COSMI: “ABBIAMO CORSO TROPPO E MALE, SBAGLIANDO TANTI CROSS”

“Sapevamo di affrontare un Empoli che nel possesso palla è superiore non solo a noi ma a tutte le squadre di B -inizia a spiegare Cosmi in sala stampa- e ci siamo preparati su questa prospettiva. Se ci mi avessero detto che si sarebbe reso pericoloso solo su un mezzo tiro e su un cross ci avrei messo la firma perché parliamo di una formazione che crea di solito otto-dieci occasioni a partita. Se però l’avversario capitalizza tutto al 100% allora si fa difficile”. Ma poi il tecnico si rivolge ai suoi: “Sul primo gol qualche errore c’è stato, in una difesa a tre al centro c’è sempre copertura. Al massimo si può concedere un fallo dal limite. Sul raddoppio magari mi sentirò pure dire che si trattava di un tiro in porta… Abbiamo però corso troppo e male, sbagliando talvolta i tempi del pressing. Una squadra come l’Empoli la puoi mettere in difficoltà solo se la fai correre dietro e questo invece non è successo mai. Abbiamo inoltre sbagliato tanti cross, ormai mi accontenterei anche di uno sul secondo palo… Pecchiamo di qualità.
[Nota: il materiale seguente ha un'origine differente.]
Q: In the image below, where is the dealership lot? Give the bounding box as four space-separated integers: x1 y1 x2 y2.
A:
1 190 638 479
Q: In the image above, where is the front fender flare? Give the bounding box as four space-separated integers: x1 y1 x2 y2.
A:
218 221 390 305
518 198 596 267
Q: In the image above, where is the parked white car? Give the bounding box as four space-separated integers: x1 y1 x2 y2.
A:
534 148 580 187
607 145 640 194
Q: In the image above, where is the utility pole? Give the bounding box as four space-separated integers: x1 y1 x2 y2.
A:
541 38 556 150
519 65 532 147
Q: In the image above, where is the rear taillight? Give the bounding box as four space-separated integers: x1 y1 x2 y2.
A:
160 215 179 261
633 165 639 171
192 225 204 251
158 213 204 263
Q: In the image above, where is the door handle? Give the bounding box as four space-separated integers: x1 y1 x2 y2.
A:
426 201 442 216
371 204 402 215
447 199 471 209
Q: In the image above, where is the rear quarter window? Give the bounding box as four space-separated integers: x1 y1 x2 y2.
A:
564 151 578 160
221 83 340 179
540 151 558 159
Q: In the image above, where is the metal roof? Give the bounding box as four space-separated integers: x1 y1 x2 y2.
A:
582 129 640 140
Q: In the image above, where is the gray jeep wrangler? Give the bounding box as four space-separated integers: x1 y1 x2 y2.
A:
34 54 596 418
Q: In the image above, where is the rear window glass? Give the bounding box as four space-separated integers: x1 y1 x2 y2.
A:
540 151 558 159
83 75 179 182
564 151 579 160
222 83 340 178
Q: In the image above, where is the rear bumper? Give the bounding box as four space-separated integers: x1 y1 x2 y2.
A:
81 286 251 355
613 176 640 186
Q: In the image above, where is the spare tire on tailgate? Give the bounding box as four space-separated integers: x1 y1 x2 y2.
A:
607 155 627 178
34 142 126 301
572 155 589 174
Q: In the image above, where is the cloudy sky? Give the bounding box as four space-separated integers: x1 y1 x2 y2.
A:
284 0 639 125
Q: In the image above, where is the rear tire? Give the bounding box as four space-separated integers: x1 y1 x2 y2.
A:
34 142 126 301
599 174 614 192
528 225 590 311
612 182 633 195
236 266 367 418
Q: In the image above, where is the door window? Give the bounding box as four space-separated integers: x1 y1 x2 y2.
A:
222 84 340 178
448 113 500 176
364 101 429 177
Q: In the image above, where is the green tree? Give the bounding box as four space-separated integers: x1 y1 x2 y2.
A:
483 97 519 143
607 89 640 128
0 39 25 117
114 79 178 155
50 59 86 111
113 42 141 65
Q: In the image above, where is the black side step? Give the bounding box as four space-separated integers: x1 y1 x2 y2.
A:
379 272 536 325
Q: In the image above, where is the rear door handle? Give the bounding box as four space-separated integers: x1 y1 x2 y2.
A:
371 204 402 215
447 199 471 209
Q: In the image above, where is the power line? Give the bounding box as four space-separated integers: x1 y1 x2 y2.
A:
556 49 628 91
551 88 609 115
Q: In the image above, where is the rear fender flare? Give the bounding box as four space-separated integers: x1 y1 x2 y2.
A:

Insomma avrei voluto giocarla in maniera diversa”. Eppure l’Ascoli era riuscito a rientrare in partita: “Sul 2-1 si è vista la partita che avrebbe potuto essere, soprattutto sotto il profilo mentale. C’è stata anche l’occasione di Ganz proprio allo scadere del recupero ma non è mai facile calciare quando la palla cade da così in alto”. Cosmi spiega poi le sostituzioni: “Addae era stato ammonito, poi nel sottopassaggio ho sentito una “vocina” che mi diceva che era meglio toglierlo. Magari non sarebbe stato ammonito per la seconda volta e avrebbe fatto pure due gol, questo non lo possiamo sapere. Ma Addae stava facendo come gli altri, non ho tolto il migliore. Clemenza è stato sfortunato perché appena entrato abbiamo subito il secondo gol però per me ha fatto bene”. L’allenatore ha visto un Ascoli in buona condizione: “Martinho ha spinto molto e Ganz è in crescita. Avete visto quanto abbiamo corso nel finale sul 2-1? Si tratta di una questione mentale, la tenuta fisica è l’ultimo dei nostri problemi”.